Strong Towns recently published a piece briefly explaining the origins of parking — it started with the British military, apparently — and suggesting that cities need to adopt new practices, particularly when it comes to parking minimums.
Among the most important points author Jon Commers makes is that developers are still willing to include parking in projects, but that younger Americans don’t want to pay for parking as part of their housing costs:
- Younger Americans continue to pursue a driver’s license at falling rates, represent a shrinking share of the car-buying market, and want the affordability of a home without parking bundled into it; but
- Despite all of that, most office and residential lessees or buyers still demand some level of off-street parking, and it’s built. Of course, there are notable exceptions to this, too.

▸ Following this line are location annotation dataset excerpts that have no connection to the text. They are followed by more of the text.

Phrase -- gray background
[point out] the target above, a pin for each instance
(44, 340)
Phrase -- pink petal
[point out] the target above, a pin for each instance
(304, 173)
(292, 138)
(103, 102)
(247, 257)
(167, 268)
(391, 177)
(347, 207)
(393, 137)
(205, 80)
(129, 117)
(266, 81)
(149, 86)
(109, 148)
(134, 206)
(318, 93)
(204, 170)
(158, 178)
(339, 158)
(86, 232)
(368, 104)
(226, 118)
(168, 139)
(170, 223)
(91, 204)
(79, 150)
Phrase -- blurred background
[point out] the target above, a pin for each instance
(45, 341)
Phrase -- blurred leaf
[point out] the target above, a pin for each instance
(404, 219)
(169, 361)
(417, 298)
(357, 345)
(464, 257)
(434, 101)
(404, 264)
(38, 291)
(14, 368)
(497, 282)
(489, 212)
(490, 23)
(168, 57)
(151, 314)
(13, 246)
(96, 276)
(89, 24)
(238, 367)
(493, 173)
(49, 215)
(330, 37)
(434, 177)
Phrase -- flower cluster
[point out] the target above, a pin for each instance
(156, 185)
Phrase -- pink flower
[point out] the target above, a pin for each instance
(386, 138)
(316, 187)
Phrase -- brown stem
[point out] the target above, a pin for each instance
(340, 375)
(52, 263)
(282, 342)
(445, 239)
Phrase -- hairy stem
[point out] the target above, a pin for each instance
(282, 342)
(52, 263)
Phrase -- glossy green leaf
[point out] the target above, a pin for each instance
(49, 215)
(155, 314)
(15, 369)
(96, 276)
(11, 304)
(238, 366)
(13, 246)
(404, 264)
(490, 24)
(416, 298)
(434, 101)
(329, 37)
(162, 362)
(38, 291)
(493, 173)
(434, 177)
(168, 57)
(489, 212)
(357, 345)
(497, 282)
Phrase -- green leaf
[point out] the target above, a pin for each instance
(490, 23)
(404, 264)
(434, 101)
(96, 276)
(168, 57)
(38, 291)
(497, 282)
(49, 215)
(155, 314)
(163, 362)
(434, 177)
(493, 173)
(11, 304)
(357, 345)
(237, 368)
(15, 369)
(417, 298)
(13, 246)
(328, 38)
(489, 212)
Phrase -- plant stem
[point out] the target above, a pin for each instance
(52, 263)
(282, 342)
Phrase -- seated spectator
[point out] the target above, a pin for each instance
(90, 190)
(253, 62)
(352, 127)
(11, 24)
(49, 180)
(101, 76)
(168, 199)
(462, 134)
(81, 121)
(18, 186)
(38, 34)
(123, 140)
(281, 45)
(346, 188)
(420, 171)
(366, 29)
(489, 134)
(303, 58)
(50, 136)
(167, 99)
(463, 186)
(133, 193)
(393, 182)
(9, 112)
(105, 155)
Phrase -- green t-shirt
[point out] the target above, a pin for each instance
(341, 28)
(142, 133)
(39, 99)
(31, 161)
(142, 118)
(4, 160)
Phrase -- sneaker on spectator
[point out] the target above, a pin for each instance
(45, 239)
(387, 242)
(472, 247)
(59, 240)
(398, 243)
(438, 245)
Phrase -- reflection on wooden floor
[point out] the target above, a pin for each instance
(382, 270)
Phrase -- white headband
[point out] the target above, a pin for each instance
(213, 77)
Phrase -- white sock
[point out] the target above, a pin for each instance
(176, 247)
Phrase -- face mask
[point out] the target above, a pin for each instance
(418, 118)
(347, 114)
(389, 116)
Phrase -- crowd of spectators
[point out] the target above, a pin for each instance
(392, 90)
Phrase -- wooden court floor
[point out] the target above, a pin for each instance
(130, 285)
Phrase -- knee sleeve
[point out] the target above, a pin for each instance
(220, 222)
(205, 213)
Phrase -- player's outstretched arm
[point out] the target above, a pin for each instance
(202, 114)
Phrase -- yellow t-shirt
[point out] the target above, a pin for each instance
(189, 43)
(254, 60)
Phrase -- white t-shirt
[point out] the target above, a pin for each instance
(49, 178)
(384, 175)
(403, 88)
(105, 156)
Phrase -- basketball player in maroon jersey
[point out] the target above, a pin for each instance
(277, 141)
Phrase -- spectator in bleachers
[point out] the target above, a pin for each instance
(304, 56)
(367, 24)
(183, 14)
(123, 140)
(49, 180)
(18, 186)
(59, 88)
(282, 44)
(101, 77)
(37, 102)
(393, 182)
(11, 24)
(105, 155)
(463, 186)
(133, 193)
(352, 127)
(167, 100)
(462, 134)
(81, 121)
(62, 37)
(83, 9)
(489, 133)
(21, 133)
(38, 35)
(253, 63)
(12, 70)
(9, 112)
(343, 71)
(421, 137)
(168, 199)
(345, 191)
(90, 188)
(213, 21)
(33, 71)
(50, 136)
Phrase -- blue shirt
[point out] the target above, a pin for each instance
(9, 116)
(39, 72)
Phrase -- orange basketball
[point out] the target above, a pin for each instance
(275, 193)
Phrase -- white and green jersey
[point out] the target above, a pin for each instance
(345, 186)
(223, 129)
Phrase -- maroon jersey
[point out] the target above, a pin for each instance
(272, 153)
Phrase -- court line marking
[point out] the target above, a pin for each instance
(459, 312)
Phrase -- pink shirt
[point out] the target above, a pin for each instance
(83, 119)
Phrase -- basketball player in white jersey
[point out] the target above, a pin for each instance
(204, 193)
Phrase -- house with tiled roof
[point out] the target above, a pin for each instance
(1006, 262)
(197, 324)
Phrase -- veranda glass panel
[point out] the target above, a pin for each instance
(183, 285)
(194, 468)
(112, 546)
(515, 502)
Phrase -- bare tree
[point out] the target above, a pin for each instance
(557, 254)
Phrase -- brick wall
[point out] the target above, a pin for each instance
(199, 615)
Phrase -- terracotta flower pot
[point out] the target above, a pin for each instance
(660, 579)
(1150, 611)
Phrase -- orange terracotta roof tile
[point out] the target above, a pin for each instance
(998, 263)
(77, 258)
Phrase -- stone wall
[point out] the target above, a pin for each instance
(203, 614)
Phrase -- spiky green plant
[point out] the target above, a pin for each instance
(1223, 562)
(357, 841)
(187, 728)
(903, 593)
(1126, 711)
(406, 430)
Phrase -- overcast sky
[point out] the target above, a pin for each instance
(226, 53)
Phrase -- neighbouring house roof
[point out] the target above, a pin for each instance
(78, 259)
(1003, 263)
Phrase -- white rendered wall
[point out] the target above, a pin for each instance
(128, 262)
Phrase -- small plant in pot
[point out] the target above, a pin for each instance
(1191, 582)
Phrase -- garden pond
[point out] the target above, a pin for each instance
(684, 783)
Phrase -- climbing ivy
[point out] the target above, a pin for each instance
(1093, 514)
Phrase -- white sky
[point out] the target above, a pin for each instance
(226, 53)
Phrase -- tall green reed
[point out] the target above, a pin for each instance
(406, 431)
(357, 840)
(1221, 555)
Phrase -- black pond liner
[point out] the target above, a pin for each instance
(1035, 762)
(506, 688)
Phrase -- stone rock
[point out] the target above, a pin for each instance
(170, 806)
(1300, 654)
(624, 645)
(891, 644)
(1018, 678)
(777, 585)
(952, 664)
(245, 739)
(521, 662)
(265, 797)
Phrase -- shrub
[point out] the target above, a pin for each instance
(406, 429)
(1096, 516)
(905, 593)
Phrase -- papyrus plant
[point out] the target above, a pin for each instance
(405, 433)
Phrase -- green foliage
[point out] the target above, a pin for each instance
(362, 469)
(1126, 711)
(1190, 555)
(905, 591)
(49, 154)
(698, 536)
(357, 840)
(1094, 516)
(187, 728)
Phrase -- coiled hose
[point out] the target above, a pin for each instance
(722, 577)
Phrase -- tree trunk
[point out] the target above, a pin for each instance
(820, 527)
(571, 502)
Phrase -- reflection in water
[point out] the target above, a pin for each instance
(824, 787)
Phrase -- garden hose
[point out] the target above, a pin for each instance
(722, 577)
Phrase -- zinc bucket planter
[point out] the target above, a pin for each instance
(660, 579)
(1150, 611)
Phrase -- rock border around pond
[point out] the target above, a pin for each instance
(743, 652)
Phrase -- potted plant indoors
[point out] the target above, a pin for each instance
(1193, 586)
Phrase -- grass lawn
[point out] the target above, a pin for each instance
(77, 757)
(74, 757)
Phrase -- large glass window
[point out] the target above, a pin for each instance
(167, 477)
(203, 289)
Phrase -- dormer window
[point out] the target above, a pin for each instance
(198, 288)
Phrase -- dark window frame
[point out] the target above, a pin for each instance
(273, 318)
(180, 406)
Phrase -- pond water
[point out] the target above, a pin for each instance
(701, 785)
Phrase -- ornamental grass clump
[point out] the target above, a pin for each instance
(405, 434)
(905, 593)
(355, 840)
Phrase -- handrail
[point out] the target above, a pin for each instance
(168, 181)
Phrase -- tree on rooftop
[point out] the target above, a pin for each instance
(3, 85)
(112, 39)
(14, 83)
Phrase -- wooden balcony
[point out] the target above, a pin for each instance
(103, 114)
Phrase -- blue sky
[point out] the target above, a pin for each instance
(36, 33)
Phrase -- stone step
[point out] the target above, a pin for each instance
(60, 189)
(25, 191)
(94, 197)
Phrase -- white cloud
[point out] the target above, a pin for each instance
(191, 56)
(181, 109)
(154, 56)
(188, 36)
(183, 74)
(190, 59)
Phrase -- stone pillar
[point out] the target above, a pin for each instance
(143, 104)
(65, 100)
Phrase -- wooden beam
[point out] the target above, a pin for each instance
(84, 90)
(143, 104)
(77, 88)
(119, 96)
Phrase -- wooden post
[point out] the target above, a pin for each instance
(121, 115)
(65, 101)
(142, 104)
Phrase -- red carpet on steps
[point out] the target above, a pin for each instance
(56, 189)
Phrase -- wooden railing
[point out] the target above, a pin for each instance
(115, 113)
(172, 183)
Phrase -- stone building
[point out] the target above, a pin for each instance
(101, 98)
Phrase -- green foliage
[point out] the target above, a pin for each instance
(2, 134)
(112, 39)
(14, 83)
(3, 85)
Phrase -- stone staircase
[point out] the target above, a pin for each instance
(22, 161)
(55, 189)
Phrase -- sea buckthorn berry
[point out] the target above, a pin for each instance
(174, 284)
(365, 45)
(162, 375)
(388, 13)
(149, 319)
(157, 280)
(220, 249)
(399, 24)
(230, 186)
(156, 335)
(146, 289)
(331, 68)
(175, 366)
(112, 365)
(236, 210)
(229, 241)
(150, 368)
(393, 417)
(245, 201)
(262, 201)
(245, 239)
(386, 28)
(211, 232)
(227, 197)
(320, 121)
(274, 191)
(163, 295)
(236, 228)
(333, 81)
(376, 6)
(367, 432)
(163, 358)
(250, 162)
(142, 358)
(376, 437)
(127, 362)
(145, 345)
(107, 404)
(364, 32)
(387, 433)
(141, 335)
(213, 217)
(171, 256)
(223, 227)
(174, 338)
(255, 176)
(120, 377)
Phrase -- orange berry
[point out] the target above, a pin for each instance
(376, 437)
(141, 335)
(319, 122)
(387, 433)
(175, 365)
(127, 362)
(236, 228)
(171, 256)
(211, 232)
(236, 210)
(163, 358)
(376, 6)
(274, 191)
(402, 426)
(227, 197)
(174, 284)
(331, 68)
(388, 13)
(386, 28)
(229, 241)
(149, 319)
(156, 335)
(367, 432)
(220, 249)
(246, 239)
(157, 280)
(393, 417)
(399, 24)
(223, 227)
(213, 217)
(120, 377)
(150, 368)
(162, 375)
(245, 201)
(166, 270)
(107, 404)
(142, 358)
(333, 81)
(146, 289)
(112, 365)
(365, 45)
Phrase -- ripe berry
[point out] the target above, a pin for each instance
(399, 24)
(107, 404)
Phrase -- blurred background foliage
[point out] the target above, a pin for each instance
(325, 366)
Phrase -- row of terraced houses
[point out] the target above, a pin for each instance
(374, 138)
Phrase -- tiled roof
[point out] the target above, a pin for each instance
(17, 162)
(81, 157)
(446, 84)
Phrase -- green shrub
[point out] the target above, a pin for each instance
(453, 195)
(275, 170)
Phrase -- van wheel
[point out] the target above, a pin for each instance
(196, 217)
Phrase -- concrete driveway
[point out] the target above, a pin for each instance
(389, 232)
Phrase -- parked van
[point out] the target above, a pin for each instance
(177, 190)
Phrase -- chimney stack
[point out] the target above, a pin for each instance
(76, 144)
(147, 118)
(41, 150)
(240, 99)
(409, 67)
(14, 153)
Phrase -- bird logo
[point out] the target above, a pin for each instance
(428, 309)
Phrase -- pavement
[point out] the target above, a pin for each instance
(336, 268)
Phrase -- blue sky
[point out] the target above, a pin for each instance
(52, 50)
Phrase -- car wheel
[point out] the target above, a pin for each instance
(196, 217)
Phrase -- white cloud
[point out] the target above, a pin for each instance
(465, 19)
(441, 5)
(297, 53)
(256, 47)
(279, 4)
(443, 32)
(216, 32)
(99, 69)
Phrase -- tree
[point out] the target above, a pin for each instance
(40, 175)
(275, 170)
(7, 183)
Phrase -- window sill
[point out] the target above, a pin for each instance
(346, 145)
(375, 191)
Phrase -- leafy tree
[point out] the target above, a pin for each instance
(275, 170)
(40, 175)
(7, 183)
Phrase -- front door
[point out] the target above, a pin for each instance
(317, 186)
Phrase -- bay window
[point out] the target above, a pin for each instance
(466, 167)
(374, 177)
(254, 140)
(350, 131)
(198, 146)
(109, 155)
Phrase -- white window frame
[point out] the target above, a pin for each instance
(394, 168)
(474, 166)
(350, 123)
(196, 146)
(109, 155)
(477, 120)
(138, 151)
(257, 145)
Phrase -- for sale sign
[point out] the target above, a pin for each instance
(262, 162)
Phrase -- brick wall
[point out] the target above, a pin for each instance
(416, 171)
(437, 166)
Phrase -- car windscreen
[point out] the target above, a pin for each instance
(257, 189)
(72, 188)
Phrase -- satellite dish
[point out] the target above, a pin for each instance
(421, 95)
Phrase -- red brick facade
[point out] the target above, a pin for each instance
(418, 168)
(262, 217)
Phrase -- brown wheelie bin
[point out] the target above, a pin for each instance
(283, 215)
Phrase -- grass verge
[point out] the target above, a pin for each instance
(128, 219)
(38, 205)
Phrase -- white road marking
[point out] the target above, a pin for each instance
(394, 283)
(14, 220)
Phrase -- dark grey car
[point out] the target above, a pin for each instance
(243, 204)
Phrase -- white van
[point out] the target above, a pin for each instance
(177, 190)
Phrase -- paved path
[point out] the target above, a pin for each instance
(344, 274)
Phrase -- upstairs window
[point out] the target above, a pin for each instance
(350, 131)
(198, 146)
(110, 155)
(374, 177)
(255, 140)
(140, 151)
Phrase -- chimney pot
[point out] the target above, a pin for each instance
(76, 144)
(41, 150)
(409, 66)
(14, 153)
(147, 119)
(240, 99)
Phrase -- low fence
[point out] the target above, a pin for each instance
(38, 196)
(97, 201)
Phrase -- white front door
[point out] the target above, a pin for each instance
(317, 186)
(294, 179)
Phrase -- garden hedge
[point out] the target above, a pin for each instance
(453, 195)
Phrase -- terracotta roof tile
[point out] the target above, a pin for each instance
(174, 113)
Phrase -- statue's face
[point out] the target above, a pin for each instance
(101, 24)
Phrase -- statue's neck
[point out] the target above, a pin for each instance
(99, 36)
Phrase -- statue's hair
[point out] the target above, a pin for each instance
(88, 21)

Commers goes on to relate how he worked on a plan in St. Paul to eliminate parking minimums in “traditional neighborhood” zones near a transit stop. The lack of minimums didn’t result in a complete absence of parking, but it did allow people to use land more efficiently. Developers also added less parking, according to market demands.
There’s no reason a similar approach wouldn’t work in Provo, particularly in downtown. I’m obviously biased — I’ve been harping on the ills of parking minimums since I started this blog — but there really is a mountain of evidence that parking minimums are detrimental to cities, despite fears to the contrary. Commers’ post provides an actual example of city improvement after parking minimums are removed. It also points out that demographic shifts require a smarter approach to parking:
The demographic pressure to change attitudes about parking only seems to be intensifying, as younger Americans’ economic influence continues to build. Developers and property owners are seeking to maximize value on urban sites. […] The extent to which car parking – that much-maligned urban feature – diminishes is a function of what choices we make as households in the context of this shift.